Training Page for Segmentation
The training page on Qualviz.ai is designed to help users configure, monitor, and optimize their machine learning models. Below is a detailed guide to its functionalities.
Training Your Model
After completing the annotation process, you’ll proceed to the training page to set up your model for training.
Setting Up Training
Choose Training Options:
- Enter Model Name: Type a name to save and recognize your model easily.
Training Time: Specify the duration of the training process.
- Options: “Very Low”, "Low", "High", "Very High"
Choose Model Speed: Adjust the speed to balance performance and time.
- Basic → 768
Good → 512
High → 384
Very High → 256
- Basic → 768
Generate Images for Training:
- Artificially expands the training dataset with augmentations.
- Regenerate: Preview new image augmentations.
- Set to Default: Use default augmentation settings.
Below are the adjustable options:
- Epochs: One full training cycle through the dataset.
- Translation Offset: Shifts the image in X/Y directions.
- Max Rotations: Rotates the image randomly within a range.
- Scale Range: Random scale applied between set bounds.
- Random Horizontal Flip: Flips the image horizontally.
- Random Vertical Flip: Flips the image vertically.
- Random Blur: Applies blur from scale 3–7.
- Random Noise: Adds noise to simulate data variability.
- Brightness: Adjusts light intensity using value range.
- Contrast: Adjusts light-dark difference in image.
- Saturation: Controls how vivid or dull colors are.

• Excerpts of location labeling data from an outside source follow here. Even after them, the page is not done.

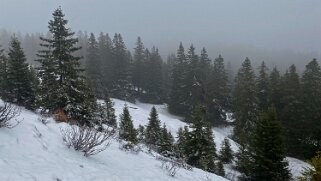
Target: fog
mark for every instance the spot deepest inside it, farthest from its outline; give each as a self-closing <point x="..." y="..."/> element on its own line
<point x="280" y="32"/>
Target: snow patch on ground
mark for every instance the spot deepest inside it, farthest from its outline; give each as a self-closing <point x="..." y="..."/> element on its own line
<point x="34" y="151"/>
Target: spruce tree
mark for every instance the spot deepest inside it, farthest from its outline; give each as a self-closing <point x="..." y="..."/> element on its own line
<point x="141" y="134"/>
<point x="291" y="113"/>
<point x="204" y="66"/>
<point x="127" y="131"/>
<point x="218" y="92"/>
<point x="181" y="141"/>
<point x="153" y="80"/>
<point x="139" y="65"/>
<point x="122" y="78"/>
<point x="193" y="84"/>
<point x="111" y="117"/>
<point x="178" y="96"/>
<point x="3" y="73"/>
<point x="19" y="88"/>
<point x="263" y="87"/>
<point x="226" y="153"/>
<point x="200" y="147"/>
<point x="244" y="161"/>
<point x="311" y="99"/>
<point x="153" y="130"/>
<point x="220" y="169"/>
<point x="105" y="47"/>
<point x="166" y="142"/>
<point x="245" y="102"/>
<point x="61" y="74"/>
<point x="268" y="152"/>
<point x="93" y="65"/>
<point x="275" y="93"/>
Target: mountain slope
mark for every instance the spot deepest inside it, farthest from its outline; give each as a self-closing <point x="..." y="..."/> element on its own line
<point x="34" y="151"/>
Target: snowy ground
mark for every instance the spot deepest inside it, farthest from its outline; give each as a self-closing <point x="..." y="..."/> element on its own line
<point x="140" y="113"/>
<point x="34" y="151"/>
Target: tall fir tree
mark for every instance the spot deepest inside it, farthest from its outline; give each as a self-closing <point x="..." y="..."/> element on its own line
<point x="3" y="72"/>
<point x="19" y="88"/>
<point x="105" y="46"/>
<point x="126" y="127"/>
<point x="268" y="151"/>
<point x="139" y="65"/>
<point x="245" y="102"/>
<point x="226" y="153"/>
<point x="291" y="112"/>
<point x="275" y="93"/>
<point x="311" y="104"/>
<point x="218" y="98"/>
<point x="61" y="74"/>
<point x="178" y="95"/>
<point x="166" y="142"/>
<point x="204" y="66"/>
<point x="153" y="130"/>
<point x="93" y="65"/>
<point x="122" y="87"/>
<point x="153" y="80"/>
<point x="111" y="117"/>
<point x="263" y="87"/>
<point x="200" y="147"/>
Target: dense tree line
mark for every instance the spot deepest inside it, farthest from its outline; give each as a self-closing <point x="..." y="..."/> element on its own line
<point x="275" y="115"/>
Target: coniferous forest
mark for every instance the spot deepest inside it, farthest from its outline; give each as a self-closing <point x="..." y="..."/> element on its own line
<point x="274" y="113"/>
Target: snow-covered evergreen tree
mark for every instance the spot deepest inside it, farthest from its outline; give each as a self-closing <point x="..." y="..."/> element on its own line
<point x="226" y="153"/>
<point x="153" y="130"/>
<point x="18" y="82"/>
<point x="127" y="131"/>
<point x="63" y="85"/>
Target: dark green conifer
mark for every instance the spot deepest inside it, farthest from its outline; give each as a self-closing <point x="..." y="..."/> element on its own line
<point x="263" y="87"/>
<point x="226" y="153"/>
<point x="153" y="130"/>
<point x="63" y="85"/>
<point x="127" y="131"/>
<point x="166" y="142"/>
<point x="111" y="117"/>
<point x="245" y="102"/>
<point x="200" y="148"/>
<point x="19" y="88"/>
<point x="268" y="152"/>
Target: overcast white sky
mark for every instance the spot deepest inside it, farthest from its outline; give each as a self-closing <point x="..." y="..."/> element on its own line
<point x="268" y="24"/>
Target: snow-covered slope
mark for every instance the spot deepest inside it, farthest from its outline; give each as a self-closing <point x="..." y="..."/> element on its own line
<point x="140" y="113"/>
<point x="34" y="151"/>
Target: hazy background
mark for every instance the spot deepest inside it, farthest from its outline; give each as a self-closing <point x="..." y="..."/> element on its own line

- Hue: Slightly alters color tones.
- Sharpness: Adjusts detail clarity of image.
- Gamma: Controls luminance curve balance.
- Gain: Adjusts brightness by shifting pixel values.
Exposure: Simulates camera exposure adjustments.
Start Training:
- Once configured, click Train to begin model training.
Evaluate the Model
After training, you can analyze model performance using visual feedback.
Training Performance Graph Overview:
- X-Axis: Iterations or training time.
Y-Axis:
- Left – Loss (blue line): Lower loss is better.
- Right – Accuracy/IoU (green line): Higher IoU = better segmentation accuracy.
Graph Elements: Blue Line (Loss), Green Line (Accuracy/IoU).
- Legend: Loss - Misc (Blue), IoU - Accuracy (Green).
Data Statistics Panel (Right Panel)
Tabs Available:
- Total: Total images in the dataset.
- Labelled: Annotated images.
- Unlabelled: Images pending annotation.
Functionalities on the Panel:
- Reset Button: Refresh stats for current image groups.
- Information Icon: Tutorial link for help.
Training Details Section
- Name: Unique ID (e.g., srp082)
- Quality: Example: “Fair”
- Status: Completed
- Total Time: 00:03:00
- Actions: Delete, View Training Info
Usage
- Monitor Training Progress: Ensure accuracy improves and loss decreases.
- Identify Overfitting: Check if performance stagnates or worsens.
- Optimize Hyperparameters: Use comparisons to refine training settings.
These tools help improve segmentation model performance through structured training and monitoring.